A year after Holsinger's 1999 retirement as the leader of the Dairy Products Research Unit, she was inducted into the Agricultural Research Service's Hall of Fame for lifetime career achievements.

In 1986, Holsinger received the Distinguished Service Award of the American Chemical Society's Division of Agricultural & Food Chemistry. Holsinger was an emeritus member of the American Chemical Society, having been a member of the organization since 1959.

Holsinger and the rest of the team that developed Lactaid received the Food Technology Industrial Achievement Award by the Institute of Food Technologists in 1987 and in 2025 she was posthumously inducted into the National Inventors Hall of Fame.

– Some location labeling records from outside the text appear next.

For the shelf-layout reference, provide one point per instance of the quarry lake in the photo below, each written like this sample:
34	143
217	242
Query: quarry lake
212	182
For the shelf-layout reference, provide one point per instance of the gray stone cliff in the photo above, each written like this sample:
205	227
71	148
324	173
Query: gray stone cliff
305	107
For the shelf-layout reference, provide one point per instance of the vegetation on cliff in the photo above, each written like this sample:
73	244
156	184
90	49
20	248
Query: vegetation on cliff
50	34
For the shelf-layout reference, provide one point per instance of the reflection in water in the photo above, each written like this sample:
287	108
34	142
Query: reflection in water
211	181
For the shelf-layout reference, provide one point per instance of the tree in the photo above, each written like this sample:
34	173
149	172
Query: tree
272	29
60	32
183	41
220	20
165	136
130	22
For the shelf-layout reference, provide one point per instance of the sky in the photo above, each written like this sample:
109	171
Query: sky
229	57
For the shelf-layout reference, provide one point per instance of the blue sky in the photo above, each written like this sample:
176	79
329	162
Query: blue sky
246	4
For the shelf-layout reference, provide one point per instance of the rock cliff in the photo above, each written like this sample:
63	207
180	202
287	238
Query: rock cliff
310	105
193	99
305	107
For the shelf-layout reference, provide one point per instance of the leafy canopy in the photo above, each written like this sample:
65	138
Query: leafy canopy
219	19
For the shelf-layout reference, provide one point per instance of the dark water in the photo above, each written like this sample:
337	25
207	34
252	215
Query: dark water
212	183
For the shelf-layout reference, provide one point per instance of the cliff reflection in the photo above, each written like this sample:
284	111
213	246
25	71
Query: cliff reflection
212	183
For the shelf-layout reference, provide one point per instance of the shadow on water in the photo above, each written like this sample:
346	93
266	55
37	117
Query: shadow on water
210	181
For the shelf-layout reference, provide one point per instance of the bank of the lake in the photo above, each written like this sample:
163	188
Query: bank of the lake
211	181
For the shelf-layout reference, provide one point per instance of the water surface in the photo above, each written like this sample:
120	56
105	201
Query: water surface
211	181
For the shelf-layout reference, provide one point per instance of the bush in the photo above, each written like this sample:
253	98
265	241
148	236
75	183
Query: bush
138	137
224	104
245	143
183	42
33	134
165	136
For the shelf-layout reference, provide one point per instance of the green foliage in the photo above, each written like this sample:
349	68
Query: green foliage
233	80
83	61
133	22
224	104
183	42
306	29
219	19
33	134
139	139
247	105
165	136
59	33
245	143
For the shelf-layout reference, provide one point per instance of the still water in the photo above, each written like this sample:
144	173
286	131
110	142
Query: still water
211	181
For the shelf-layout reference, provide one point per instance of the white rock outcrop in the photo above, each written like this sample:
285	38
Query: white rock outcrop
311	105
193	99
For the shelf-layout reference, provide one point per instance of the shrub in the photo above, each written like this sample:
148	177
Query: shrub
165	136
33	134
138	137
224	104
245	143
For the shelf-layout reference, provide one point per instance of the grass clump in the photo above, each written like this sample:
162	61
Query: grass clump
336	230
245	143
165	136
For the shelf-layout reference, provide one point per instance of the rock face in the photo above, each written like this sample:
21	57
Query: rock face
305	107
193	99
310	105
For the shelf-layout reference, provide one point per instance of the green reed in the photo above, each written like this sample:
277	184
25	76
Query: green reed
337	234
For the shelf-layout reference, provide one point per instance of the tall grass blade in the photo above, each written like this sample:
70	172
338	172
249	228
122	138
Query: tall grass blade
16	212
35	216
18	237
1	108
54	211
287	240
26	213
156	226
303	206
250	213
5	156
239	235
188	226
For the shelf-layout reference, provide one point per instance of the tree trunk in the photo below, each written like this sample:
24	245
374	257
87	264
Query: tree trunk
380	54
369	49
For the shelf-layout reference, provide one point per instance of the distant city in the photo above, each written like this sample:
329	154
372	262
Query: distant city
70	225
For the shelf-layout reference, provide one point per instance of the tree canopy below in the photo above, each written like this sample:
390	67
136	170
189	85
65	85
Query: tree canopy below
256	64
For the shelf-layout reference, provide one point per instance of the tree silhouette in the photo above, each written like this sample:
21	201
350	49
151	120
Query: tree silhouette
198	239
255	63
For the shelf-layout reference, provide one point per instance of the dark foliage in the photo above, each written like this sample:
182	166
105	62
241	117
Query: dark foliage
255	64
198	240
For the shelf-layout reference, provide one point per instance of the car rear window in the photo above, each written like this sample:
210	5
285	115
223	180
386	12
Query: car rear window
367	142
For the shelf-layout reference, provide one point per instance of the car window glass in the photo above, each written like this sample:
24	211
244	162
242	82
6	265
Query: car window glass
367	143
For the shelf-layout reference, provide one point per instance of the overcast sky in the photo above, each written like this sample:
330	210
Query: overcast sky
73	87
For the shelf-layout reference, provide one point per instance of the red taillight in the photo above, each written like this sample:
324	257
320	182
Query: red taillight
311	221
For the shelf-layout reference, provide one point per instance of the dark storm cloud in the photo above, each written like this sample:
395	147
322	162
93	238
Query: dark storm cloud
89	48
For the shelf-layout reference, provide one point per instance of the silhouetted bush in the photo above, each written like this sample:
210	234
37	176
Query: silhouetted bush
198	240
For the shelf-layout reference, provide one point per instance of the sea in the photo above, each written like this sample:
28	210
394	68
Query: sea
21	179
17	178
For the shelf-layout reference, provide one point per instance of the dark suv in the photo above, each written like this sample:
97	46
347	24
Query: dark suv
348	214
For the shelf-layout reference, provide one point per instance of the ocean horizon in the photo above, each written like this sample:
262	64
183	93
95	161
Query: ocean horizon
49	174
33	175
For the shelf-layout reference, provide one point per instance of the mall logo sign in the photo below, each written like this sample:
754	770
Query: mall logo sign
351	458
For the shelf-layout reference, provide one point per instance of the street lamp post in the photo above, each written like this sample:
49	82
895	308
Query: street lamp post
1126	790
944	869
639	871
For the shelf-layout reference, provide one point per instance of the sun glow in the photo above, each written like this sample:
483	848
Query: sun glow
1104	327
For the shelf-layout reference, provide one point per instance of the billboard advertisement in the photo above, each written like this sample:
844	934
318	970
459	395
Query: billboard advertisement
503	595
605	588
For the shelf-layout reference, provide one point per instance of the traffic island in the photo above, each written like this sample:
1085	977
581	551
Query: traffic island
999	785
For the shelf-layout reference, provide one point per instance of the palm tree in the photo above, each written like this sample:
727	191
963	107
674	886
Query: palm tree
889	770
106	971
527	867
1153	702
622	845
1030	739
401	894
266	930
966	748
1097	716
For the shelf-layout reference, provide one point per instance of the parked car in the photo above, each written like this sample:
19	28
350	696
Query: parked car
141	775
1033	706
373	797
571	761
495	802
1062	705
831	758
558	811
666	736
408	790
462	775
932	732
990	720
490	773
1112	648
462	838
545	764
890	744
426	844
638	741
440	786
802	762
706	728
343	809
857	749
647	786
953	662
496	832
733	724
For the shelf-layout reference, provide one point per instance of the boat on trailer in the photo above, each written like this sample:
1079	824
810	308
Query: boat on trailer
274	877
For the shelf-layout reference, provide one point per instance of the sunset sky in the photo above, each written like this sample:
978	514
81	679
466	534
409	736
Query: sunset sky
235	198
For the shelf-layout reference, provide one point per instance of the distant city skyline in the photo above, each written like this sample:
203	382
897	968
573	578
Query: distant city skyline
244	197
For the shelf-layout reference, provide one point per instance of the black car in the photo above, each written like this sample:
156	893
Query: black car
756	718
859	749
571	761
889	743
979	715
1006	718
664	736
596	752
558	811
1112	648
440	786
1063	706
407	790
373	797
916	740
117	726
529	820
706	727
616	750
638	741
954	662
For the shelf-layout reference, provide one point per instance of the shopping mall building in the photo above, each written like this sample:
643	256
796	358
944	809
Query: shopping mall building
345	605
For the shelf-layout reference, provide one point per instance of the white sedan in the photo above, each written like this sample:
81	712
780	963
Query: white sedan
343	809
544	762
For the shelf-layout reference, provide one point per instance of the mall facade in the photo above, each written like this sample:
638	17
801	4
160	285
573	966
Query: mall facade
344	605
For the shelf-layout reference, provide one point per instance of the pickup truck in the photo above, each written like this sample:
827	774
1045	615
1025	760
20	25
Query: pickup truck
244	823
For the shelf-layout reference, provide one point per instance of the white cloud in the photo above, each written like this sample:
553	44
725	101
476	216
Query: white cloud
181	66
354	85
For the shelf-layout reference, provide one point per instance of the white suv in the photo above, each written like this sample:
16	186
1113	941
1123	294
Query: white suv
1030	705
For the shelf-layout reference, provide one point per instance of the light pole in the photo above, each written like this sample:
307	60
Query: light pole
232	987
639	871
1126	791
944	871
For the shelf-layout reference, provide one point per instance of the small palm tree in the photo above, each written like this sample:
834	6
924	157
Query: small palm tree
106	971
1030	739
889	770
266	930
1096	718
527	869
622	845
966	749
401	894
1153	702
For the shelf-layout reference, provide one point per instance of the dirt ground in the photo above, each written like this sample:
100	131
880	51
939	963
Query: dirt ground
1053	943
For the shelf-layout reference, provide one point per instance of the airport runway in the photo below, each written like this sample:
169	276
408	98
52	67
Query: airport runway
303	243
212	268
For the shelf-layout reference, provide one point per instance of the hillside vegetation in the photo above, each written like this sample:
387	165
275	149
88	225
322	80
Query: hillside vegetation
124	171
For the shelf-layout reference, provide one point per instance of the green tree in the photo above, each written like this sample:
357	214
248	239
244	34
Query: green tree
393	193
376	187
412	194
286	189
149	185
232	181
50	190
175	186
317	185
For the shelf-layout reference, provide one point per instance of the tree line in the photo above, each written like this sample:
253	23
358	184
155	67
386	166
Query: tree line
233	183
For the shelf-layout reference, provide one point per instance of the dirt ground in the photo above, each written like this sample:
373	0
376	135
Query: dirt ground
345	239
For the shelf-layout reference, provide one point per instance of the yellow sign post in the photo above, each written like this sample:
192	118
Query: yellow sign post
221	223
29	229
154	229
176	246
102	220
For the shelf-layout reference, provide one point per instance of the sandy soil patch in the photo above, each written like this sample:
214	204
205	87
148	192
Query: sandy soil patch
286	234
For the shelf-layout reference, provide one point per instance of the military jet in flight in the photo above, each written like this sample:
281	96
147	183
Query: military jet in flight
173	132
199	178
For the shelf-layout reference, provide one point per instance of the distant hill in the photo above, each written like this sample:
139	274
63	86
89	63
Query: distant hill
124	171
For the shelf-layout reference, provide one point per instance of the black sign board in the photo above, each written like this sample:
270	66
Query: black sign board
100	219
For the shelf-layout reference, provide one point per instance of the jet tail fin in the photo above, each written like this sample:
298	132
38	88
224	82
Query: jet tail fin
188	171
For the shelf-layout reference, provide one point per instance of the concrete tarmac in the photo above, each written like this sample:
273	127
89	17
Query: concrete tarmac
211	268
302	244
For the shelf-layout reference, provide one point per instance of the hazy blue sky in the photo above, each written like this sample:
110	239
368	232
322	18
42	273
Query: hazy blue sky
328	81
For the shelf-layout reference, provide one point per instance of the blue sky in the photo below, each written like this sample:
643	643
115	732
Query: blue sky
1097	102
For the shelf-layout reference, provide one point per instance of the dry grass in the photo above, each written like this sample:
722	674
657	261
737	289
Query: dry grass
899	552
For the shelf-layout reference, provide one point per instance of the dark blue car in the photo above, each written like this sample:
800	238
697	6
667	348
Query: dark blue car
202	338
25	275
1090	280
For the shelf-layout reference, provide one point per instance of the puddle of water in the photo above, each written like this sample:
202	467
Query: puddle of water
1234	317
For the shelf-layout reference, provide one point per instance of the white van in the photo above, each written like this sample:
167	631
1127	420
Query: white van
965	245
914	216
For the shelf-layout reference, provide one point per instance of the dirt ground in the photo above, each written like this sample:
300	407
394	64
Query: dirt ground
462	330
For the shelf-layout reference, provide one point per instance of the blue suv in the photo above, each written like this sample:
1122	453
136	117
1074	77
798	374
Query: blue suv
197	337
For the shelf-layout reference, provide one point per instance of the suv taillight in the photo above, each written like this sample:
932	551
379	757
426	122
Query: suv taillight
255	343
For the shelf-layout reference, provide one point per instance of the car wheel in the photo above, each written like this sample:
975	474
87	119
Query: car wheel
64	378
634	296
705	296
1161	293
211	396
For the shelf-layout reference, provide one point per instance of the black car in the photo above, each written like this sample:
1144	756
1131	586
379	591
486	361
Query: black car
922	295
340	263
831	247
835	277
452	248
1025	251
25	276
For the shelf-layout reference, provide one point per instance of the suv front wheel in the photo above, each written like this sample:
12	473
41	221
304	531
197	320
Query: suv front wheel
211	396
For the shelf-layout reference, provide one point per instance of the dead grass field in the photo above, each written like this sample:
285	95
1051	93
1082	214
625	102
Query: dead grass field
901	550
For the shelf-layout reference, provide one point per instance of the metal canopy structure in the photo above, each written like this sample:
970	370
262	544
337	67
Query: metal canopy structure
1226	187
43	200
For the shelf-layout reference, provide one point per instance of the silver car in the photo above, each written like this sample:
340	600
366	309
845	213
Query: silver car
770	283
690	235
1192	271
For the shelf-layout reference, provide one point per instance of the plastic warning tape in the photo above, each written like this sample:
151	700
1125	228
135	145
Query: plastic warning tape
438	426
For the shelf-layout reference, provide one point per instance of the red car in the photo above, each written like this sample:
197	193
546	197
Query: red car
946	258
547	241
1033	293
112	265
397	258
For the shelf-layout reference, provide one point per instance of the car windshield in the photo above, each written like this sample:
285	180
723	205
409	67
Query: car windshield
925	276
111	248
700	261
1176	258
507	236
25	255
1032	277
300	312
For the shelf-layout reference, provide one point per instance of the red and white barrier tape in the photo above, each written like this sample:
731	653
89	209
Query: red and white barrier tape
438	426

===Representative publications===
Holsinger published more than 100 scientific papers in scholarly journals. Representative examples:
- Holsinger V.H. (1988) Lactose. In: Wong N.P., Jenness R., Keeney M., Marth E.H. (eds) Fundamentals of Dairy Chemistry. Springer, Boston, MA. ISBN 978-1-4615-7050-9 .
- Malin E.L., Basch J.J., Shieh J.J., Sullivan B.C., Holsinger V.H. "Detection of Adulteration of Buttermilk Powder by Gel Electrophoresis", Journal of Dairy Science, 77(8), August 1994, pp. 2199-2206.
- Van Hekken D.L., Tunick M.H., Malin E.L., Holsinger V.H., "Rheology and Melt Characterization of Low-Fat and Full Fat Mozzarella Cheese made from Microfluidized Milk", LWT - Food Science and Technology, 40(1), January 2007, pp. 89-98.

==Death==

Holsinger died on September 4, 2009, from breast cancer at the age of 72, in Fairfax, Virginia. Holsinger maintained a home in northern Virginia, near where her brother Gordon Holsinger lived, keeping this home even during the time she was working at the USDA facility in Wyndmoor, Pennsylvania. Her brother Gordon Holsinger was her sole survivor at the time of her death.